La Dr Sophie Leboulleux, endocrinologue spécialiste des cancers de la thyroïde et ancienne cheffe du service de médecine nucléaire de Gustave Roussy jusqu’en 2021, a coordonné l’essai Stimulation Ablation 2 (ESTIMABL2). Dans ce vaste essai prospectif randomisé de phase III, 776 patients atteints d’un cancer différencié de la thyroïde à faible risque de rechute de 35 centres français ont été suivis pendant trois ans. Tous avaient précédemment subi une thyroïdectomie.
Les patients ont été répartis en deux groupes : ceux à qui un traitement d’iode radioactif (1,1 GBq) était administré après des injections de TSH recombinante, et ceux n’en recevant pas qui bénéficiaient d’un suivi seul.

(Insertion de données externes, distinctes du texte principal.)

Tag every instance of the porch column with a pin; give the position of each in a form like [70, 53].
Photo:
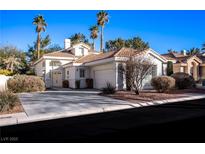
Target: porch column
[116, 75]
[195, 71]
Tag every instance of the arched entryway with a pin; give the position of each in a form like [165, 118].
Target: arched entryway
[194, 70]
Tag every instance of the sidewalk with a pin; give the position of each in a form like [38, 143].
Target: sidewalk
[20, 118]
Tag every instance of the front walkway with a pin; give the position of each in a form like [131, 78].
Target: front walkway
[68, 103]
[58, 102]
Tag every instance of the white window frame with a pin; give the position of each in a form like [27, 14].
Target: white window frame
[81, 69]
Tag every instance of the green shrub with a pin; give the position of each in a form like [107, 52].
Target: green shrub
[77, 84]
[163, 83]
[109, 89]
[184, 80]
[65, 84]
[8, 100]
[25, 83]
[89, 83]
[5, 72]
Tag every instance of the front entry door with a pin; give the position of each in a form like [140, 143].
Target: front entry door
[57, 79]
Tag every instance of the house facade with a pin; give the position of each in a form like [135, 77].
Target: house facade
[191, 64]
[79, 62]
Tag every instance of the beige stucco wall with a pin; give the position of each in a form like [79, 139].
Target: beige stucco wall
[176, 68]
[203, 72]
[103, 67]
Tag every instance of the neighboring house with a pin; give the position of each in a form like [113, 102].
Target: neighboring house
[191, 64]
[79, 62]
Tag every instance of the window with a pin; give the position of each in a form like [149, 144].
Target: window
[154, 71]
[67, 74]
[181, 69]
[43, 64]
[55, 63]
[82, 73]
[81, 51]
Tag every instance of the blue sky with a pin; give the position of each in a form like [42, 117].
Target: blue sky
[162, 29]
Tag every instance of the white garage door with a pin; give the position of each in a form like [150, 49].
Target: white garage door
[104, 76]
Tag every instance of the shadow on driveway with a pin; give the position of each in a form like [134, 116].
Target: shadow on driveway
[176, 122]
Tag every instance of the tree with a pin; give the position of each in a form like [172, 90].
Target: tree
[53, 47]
[41, 25]
[169, 68]
[32, 52]
[102, 19]
[135, 70]
[203, 47]
[94, 34]
[78, 37]
[135, 43]
[11, 62]
[193, 51]
[113, 45]
[13, 59]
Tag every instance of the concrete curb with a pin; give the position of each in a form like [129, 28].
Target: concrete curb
[20, 118]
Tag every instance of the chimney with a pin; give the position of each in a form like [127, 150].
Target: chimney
[184, 52]
[67, 43]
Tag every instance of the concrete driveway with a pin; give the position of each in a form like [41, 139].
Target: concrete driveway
[71, 102]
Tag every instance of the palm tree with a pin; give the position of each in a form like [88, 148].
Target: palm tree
[94, 34]
[193, 51]
[11, 62]
[78, 37]
[41, 25]
[102, 19]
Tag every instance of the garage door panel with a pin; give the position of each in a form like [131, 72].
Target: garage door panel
[104, 76]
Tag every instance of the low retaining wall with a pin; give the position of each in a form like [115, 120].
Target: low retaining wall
[3, 82]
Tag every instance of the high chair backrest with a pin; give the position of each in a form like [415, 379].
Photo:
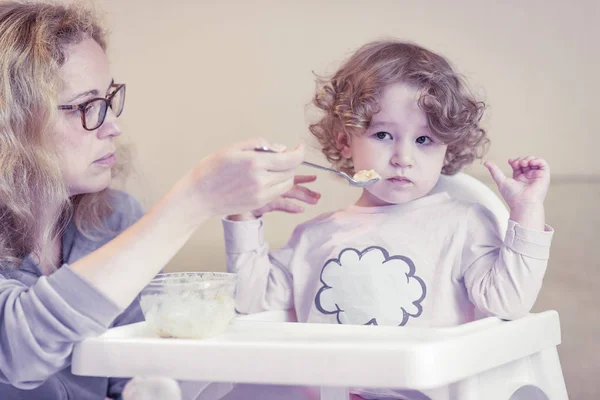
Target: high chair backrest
[467, 188]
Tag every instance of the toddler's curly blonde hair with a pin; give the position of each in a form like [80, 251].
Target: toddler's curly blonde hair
[350, 99]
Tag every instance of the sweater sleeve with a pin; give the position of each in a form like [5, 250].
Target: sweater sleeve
[264, 279]
[503, 277]
[41, 324]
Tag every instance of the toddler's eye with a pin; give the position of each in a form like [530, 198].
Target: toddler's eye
[382, 135]
[424, 140]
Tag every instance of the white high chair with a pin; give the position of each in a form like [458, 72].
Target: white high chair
[488, 359]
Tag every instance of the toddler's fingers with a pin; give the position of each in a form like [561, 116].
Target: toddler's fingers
[496, 172]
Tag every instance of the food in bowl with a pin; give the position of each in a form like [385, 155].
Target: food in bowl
[189, 304]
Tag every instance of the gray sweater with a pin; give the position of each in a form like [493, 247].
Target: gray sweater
[42, 317]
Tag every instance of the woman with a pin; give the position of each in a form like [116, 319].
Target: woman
[74, 254]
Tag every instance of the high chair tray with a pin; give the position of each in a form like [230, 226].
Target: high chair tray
[260, 349]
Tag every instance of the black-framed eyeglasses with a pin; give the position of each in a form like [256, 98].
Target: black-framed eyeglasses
[93, 111]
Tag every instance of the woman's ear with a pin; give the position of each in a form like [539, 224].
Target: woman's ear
[342, 141]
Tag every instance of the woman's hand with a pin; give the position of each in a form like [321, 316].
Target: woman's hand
[238, 179]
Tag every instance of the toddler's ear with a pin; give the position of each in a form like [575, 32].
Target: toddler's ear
[342, 141]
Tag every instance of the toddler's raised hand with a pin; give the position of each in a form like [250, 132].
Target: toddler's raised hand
[529, 182]
[526, 190]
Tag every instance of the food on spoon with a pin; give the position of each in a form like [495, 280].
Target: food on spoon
[365, 175]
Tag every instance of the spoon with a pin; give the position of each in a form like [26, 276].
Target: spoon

L’objectif principal de l’étude était d’évaluer si la stratégie de suivi sans iode radioactif se révélait non inférieure à la stratégie avec iode sur la survenue d’évènements carcinologiques, c’est-à-dire en comparant l’apparition d’anomalies fonctionnelles (anomalies sur la scintigraphie), morphologiques (adénopathies cervicales ou récidive dans la loge de thyroïdectomie sur une échographie du cou) ou biologiques (élévation de la thyroglobuline ou des anticorps anti thyroglobuline, un marqueur tumoral sanguin) survenues au cours des examens pendant trois ans.
Les résultats de l’étude, publiés dans The New England Journal of Medicine, indiquent que 95,6 % des patients n’ayant pas reçu d’iode radioactif n’ont eu aucun évènement carcinologique, versus 95,9 % dans le groupe de ceux qui en ont reçu. L’équipe a également constaté, à l’aide de questionnaires, que leurs scores d’anxiété (peur de la rechute) et de qualité de vie étaient à des niveaux similaires.
« La grande force de cet essai, outre la taille de son échantillon, réside dans sa méthodologie robuste et son fort niveau de preuve » explique la Dr Leboulleux « Même si l’iode radioactif entraîne peu d’effets secondaires à ces doses, les bénéfices pour les patients sont importants puisqu’une hospitalisation de trois à cinq jours peut ainsi leur être évitée ».
Une diminution des coûts de la prise en charge par l’Assurance Maladie est donc aussi attendue, puisqu’une hospitalisation sera épargnée. Pour évaluer plus précisément l’impact de ces conséquences médico-économiques, Sophie Leboulleux et Isabelle Borget, statisticienne et économiste de la santé à Gustave Roussy, ont lancé l’étude COSTIMABL2, qui vise à apparier les données d’ESTIMABL2 avec les données de remboursement des soins pour l’Assurance Maladie.
La recherche pour alléger la prise en charge tout en maintenant la même efficacité de soins se poursuit avec deux essais en cours. L’essai prospectif et randomisé ESTIMABL3, mené par la Dr Dana Hartl, évalue le bénéfice de l’absence d’un curage ganglionnaire lors de la thyroïdectomie dans ces cancers à faible risque et l’essai randomisé INTERMEDIATE, mené par le Dr Stéphane Bardet, évalue l’intérêt d’un traitement à l’iode radioactif basé sur les résultats post-opératoires chez les patients à risque intermédiaire de rechute.